The "one million writes per second" for Cassandra has been written about before (in this case, on AWS): http://techblog.netflix.com/2011/11/benchmarking-cassandra-s...

It is worth noting GCE is more expensive now that AWS was back in 2011.

According to Netflix article the AWS experiment did run at a cost $561 per 2h, that is ~$280 per hour. Perhaps they were not utilized the cluster fully in those 2h in which case we should multiply the 1h test that performed 500k inserts per second, in that case the cost would be $182*2 = ~$365 per 1h.

GCE test did run at the cost of $330 per hour. Give or take few dollars difference if anything it's surprising GCE can do at roughly the same cost what AWS was capable of 2+ years ago.

Saying all that GCE guys did a great effort. I wonder though how much speed you can squeeze from AWS and at what cost now when AWS is sporting SSD disks.

Hi, The cost we published includes the time to setup the whole cluster, warm up the data nodes, and run for 5 minutes at 1M per second.

Our run rate is $281 per hour, which is the same as AWS a couple of years back. What changed is that we are using quorum commit, the data is encrypted at rest, we have very low tail latency, and we look at all samples when computing that.

Computing our price is easier because we do not charge per access.

Here is the formula for our run rate:

30 loaders (n1-highcpu-8) at $0.522 per hour: 248.7

300 nodes (n1-standard-8) at $0.829 per hour: 15.66

300 1TB PDs that run at 0.055555556/hour: 16.67 Total: 281.03

But keep an eye on us. This is for today prices.

That post doesn't mention anything about tail latency, while the GCE thing does point to P95 latency < 100ms consistently, which is nice.
I wrote the test - Yep. Tail latency is one of the key things here. And I took 100% of all samples, as opposed to the middle 80% the tool usually reports.
What was the network utilization during the test? If these machines were lightly loaded (< 30% utilized) then the tail latency isn't surprising. :)
Network average utilization was low by design. Keeping it steady was more important than low, though, and harder too.

Latency spikes come from Cassandra flushing data to disk (large sequential IO), Java garbage collection and heap resize, and page faults during compactions (random reads).

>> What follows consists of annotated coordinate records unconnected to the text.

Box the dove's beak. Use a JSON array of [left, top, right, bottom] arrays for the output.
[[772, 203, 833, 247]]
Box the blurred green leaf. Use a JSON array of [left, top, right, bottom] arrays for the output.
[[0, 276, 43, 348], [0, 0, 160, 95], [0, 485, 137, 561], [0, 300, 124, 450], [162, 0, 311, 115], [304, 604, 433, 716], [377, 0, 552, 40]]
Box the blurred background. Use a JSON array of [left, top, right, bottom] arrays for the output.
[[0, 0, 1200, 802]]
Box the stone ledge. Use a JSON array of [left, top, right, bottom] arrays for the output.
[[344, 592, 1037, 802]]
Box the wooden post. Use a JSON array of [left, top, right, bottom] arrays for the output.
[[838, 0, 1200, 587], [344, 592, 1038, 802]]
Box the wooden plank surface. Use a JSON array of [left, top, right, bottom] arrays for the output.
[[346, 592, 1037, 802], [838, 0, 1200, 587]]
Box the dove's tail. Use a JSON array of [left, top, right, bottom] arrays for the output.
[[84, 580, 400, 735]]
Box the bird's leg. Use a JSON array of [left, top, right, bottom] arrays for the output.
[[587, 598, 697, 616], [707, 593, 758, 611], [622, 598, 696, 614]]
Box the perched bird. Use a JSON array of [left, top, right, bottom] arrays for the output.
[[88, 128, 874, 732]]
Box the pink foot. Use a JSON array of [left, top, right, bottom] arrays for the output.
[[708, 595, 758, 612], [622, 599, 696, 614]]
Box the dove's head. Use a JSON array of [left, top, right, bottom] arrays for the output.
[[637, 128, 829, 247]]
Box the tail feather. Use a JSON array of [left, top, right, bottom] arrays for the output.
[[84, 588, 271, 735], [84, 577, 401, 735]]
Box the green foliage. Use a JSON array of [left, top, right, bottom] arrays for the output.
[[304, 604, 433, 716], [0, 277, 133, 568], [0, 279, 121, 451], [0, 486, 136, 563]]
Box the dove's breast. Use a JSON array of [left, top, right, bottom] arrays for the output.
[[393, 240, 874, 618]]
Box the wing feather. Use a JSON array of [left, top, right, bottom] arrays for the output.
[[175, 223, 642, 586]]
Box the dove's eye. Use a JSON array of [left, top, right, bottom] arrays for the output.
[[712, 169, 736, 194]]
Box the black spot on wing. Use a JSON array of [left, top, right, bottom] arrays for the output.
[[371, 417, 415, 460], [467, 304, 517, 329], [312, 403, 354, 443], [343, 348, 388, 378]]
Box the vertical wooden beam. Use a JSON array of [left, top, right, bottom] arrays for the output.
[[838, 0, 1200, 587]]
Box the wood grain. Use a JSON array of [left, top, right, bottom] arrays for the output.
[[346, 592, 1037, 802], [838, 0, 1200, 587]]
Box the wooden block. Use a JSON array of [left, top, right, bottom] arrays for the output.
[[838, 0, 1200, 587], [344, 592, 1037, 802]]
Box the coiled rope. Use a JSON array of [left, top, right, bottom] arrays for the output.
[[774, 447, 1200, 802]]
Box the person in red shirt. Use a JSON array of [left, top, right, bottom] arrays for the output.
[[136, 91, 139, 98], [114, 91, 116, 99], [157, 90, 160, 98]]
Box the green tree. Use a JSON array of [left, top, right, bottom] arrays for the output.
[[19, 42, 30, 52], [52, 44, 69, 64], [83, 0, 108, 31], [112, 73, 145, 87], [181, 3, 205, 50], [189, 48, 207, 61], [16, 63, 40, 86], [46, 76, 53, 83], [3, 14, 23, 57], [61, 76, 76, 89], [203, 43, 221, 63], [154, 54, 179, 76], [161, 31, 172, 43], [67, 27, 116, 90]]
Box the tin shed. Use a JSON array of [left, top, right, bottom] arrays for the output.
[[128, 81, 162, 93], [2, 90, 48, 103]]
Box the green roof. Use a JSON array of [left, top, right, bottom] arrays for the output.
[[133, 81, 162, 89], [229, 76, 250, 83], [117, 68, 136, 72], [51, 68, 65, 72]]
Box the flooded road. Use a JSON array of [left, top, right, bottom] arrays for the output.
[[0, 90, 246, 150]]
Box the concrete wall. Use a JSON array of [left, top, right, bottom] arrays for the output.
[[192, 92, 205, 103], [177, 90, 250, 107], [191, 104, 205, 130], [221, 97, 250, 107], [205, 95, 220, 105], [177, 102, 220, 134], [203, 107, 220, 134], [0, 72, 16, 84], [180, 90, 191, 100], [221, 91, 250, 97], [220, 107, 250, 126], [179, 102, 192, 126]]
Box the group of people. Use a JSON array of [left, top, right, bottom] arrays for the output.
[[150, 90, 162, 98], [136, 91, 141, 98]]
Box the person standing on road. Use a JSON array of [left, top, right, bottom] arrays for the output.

What I did to even traffic out was to enable trickle_fsync and size the flushes, set Java's max and min heap sizes, as well as to tune the Java heap ergonomics. I treated random reads as a fact of life - I did nothing to tune that.

Doesn't GCE run on the same (physical, not logical) network as the rest of Google's production systems? If so, which I believe is the case, how can you control for network utilization?